Hey Kyuuji, thanks for making this thread and condensing all the information we have in a single place.
I've been reading this thread from time to time, especially when it's been stickied. There's one question I haven't seen discussed though, and I can't really find any explanation for it anywhere.
I feel like I've read through most of this thread, but it's always possible I've missed something, so I apologize if someone brought this up before. I have also not followed almost any Cyberpunk news outside of this thread, so my knowledge of the game is restricted to what I learned from this thread from you and the other posters. Finally, I am a cis man, and my understanding of trans issues likely is not as deep as many of the people posting in this thread, and especially the trans folks posting here. I am very aware of all of that, so I've worked hard on posing this question in a respectful way, but if I have been insensitive (especially with terminology) please let me know and I'll edit it immediately and promise to do better next time. I think I can speak for the majority of the community when I say we want trans people to feel welcome and respected in the forum.
With that out of the way, I think one of the most contentious things to have come out of the game is the now infamous "Mix it up" poster, as you described in the OP:
My question is: D
o we have any reason to believe this is a trans woman?
The way I interpret this ad is that there is one specific flavor of chromanticore that can give you a penis if you drink it. Not a regular penis either; a gigantic, clearly disproportional penis. The fact that it is so large and made so prominent in the ad is indicative of how this looks like an ad
for the penis. If you don't have a penis, but want to have one, buy this drink which can give you one.
In other words, this looks to me like an ad depicting a
cis woman who wants to "mix it up" and have a penis for one night, instead of her usual genitals. It could also be depicting a trans woman who underwent sex reassignment surgery and has no penis anymore, which should be indistinguishable from a cis woman, but we have absolutely no signal that this is someone who transitioned in the past.

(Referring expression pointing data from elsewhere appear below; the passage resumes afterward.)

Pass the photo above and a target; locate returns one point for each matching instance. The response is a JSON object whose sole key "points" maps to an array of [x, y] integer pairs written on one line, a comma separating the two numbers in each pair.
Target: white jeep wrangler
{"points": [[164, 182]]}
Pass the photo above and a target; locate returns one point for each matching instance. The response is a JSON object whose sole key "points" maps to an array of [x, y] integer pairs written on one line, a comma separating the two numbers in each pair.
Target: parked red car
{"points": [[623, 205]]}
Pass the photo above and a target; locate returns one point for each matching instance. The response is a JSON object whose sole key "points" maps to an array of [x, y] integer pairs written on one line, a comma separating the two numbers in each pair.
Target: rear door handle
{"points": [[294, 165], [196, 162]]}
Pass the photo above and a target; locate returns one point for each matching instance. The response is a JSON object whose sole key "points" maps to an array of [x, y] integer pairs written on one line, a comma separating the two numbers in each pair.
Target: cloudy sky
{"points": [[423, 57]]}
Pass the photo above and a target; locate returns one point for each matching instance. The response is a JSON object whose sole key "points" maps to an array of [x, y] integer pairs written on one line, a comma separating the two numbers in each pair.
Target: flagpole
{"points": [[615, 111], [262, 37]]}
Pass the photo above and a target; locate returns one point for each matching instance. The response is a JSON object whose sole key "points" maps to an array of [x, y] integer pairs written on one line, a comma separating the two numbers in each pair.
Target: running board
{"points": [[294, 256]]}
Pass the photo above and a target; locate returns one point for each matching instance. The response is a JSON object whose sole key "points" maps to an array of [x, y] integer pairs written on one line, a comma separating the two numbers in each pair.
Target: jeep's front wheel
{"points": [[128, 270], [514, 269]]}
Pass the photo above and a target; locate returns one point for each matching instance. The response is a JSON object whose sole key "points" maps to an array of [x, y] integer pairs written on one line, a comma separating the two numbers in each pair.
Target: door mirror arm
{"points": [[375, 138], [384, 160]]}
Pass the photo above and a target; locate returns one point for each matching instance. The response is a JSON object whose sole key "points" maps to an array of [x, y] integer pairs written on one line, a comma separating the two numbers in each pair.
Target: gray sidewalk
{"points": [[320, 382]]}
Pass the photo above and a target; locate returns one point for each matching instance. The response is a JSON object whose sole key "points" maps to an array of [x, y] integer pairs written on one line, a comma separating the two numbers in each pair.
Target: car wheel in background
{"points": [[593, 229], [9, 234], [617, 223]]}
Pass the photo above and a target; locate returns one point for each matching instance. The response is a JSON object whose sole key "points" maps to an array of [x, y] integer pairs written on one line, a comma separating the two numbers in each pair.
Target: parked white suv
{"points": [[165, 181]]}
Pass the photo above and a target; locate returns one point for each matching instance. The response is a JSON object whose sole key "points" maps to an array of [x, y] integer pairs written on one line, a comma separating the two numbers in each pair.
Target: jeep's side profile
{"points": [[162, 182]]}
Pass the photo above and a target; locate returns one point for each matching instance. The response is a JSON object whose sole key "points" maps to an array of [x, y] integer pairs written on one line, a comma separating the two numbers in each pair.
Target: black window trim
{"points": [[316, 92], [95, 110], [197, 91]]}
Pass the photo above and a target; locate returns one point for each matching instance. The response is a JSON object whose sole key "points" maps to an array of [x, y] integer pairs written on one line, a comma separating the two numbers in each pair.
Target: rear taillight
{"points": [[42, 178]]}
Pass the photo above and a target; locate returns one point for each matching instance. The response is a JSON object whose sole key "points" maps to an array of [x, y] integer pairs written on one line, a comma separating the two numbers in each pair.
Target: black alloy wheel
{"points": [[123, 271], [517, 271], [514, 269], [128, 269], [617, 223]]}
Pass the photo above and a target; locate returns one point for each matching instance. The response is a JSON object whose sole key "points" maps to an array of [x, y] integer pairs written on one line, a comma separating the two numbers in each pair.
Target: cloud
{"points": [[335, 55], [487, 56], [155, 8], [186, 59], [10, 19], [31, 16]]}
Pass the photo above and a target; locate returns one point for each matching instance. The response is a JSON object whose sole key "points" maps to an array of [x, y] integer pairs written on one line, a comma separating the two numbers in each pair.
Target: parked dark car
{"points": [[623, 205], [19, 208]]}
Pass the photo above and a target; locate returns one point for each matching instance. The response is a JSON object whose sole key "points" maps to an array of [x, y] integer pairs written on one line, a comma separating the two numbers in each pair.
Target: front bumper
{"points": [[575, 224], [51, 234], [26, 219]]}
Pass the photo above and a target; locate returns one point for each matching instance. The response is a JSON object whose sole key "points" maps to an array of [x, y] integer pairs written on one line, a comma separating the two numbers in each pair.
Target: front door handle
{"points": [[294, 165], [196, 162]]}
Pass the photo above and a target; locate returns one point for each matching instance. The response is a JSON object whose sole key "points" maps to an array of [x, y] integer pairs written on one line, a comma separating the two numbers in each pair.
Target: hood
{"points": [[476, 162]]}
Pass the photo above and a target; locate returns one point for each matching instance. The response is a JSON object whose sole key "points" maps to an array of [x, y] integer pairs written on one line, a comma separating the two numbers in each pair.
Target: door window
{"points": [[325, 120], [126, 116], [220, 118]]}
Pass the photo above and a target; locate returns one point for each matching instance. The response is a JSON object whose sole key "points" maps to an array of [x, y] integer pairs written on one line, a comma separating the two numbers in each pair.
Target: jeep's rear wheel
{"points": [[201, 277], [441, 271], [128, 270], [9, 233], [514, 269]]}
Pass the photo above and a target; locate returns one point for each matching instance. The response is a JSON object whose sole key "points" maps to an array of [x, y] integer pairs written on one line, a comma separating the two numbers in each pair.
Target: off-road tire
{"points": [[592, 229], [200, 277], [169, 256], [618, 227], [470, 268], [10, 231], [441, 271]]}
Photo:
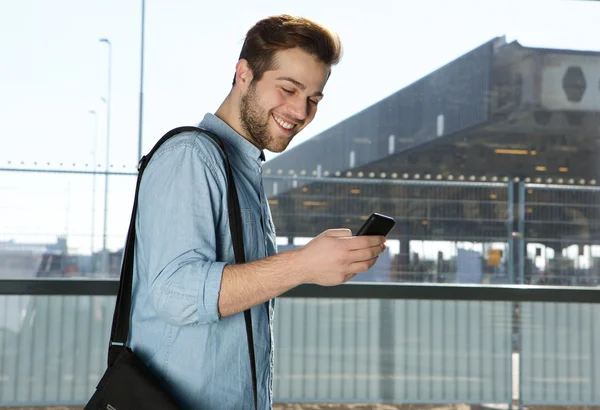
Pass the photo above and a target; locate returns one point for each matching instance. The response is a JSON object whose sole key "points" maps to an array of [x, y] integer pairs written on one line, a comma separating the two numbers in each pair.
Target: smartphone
{"points": [[377, 224]]}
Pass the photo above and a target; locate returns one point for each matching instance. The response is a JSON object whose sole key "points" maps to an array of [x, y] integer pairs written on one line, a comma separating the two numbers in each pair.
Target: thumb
{"points": [[341, 232]]}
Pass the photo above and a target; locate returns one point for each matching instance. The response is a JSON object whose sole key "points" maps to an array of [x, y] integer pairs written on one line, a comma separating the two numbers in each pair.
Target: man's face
{"points": [[284, 101]]}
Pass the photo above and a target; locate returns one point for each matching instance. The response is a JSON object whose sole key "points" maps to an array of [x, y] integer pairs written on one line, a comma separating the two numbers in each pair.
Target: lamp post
{"points": [[107, 100], [92, 245], [141, 83]]}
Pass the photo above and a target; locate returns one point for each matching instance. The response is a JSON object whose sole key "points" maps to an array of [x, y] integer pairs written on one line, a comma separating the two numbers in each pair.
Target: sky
{"points": [[54, 70]]}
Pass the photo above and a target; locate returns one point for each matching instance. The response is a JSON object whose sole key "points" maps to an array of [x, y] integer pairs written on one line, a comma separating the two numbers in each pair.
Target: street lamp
{"points": [[141, 83], [107, 100], [93, 112]]}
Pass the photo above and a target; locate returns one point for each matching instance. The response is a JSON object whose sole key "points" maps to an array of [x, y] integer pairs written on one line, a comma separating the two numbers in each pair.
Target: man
{"points": [[189, 296]]}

It seems to me like this is most certainly not a trans woman with a penis, which I believe is your interpretation of the poster. This drink probably isn't targeted at someone who already has a penis; it's clearly targeting someone who wants to have a penis but doesn't have one.
At best, I can see the case for the person in the poster being a woman who wants to transition to being a man, so a
trans man, but I find even that to be very unlikely, as from the advertising (Mix it up) it seems like this is a temporary effect, not a permanent one, and that consumers would be encouraged to try many different flavors. Furthermore, the woman depicted in the ad doesn't display any traditionally male characteristics other than the penis: no extra body or facial hair, still wearing clothes that fall more towards the feminine end of the spectrum, etc. I don't think we can call a cis woman a trans man just because she (presumably temporarily) has a penis, without any other indication that her gender identity changed.

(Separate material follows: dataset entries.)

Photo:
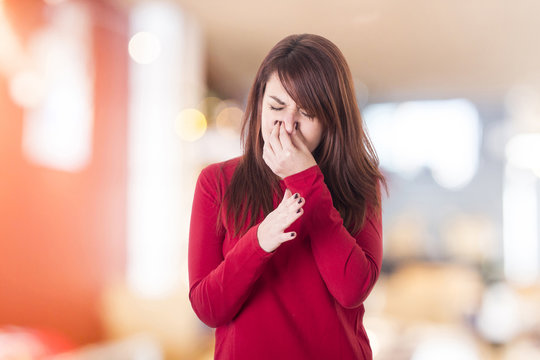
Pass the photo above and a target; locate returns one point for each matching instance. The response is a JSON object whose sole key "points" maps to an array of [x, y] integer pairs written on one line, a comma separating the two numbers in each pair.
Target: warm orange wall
{"points": [[62, 235]]}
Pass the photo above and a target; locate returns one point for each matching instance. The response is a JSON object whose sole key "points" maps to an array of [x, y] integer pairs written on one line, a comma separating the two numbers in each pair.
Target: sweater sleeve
{"points": [[219, 285], [348, 265]]}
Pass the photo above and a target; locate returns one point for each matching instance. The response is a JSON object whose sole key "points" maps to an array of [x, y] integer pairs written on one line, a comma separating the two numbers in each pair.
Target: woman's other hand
{"points": [[271, 232], [287, 154]]}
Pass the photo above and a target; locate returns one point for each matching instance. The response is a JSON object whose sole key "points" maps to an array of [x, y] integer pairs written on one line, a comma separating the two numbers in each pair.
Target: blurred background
{"points": [[110, 109]]}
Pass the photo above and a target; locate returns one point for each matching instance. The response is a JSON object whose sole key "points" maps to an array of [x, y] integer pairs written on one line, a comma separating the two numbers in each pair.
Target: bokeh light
{"points": [[144, 47], [523, 151], [190, 124]]}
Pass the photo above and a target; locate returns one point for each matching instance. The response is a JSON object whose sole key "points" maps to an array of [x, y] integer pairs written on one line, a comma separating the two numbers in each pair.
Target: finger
{"points": [[274, 139], [287, 236], [268, 154], [299, 140], [293, 199], [285, 138], [287, 195]]}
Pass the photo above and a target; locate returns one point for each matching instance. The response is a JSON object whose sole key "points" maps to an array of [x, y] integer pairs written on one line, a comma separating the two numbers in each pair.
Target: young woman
{"points": [[285, 241]]}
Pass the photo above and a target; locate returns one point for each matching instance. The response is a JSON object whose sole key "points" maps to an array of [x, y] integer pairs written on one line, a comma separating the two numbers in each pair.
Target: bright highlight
{"points": [[190, 124], [144, 47]]}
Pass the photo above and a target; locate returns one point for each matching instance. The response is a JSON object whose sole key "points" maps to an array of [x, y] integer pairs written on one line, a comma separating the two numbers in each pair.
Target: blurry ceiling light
{"points": [[27, 89], [208, 107], [523, 151], [520, 226], [443, 136], [144, 47], [445, 347], [228, 121], [53, 2], [190, 124]]}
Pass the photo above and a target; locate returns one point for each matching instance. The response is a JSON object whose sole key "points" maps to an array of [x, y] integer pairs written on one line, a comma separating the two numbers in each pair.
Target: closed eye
{"points": [[307, 115]]}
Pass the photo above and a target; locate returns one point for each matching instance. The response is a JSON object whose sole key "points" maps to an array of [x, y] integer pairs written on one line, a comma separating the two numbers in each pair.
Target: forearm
{"points": [[349, 266], [217, 297]]}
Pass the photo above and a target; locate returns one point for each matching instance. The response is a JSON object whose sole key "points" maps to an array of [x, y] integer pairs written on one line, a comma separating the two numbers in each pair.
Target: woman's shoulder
{"points": [[221, 170]]}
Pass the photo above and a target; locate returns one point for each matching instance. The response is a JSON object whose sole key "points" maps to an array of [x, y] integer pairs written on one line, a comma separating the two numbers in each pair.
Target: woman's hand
{"points": [[287, 154], [271, 232]]}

Basically, from the ad this seems like a drink designed to give cis women, post-SRS trans women, and anyone else who doesn't have a penis a "biological strap-on", which they can use to have sex for a night. This is a drink that gives someone a penis - which means that
the woman depicted didn't have had a penis before drinking it, and thus there's no reason at all to believe it's a trans woman. If anything, it makes it more likely that the woman in question is cis, and not trans, because we can also exclude the possibility of it being a trans woman who didn't undergo sex reassignment surgery.
Finally, in the interviews I was able to find with the artist who drew the image, at no point does she say this is a trans woman, or even a trans person at all. The artist doesn't explicitly mention the character's gender, using the neutral pronoun "they" or 'this person" instead:
Eurogamer,
Polygon. Reading the interviews, you'll notice it's only ever the interviewers that state this is a trans character, while the artist doesn't say that at any point.
This is a woman with a dick. I understand that this is imagery that has been used to mock and humiliate trans women throughout the years, reducing their personhood to their genitalia. However, in this specific context, all evidence points towards this actually being just a (probably cis) woman with a dick, and not a depiction of a trans woman. In no context do we ever interpret someone who didn't have a penis before, but now does, to be a trans woman. Certainly when I saw the poster, my first reaction was "oh, this woman added a penis to herself" rather than "this is a trans woman".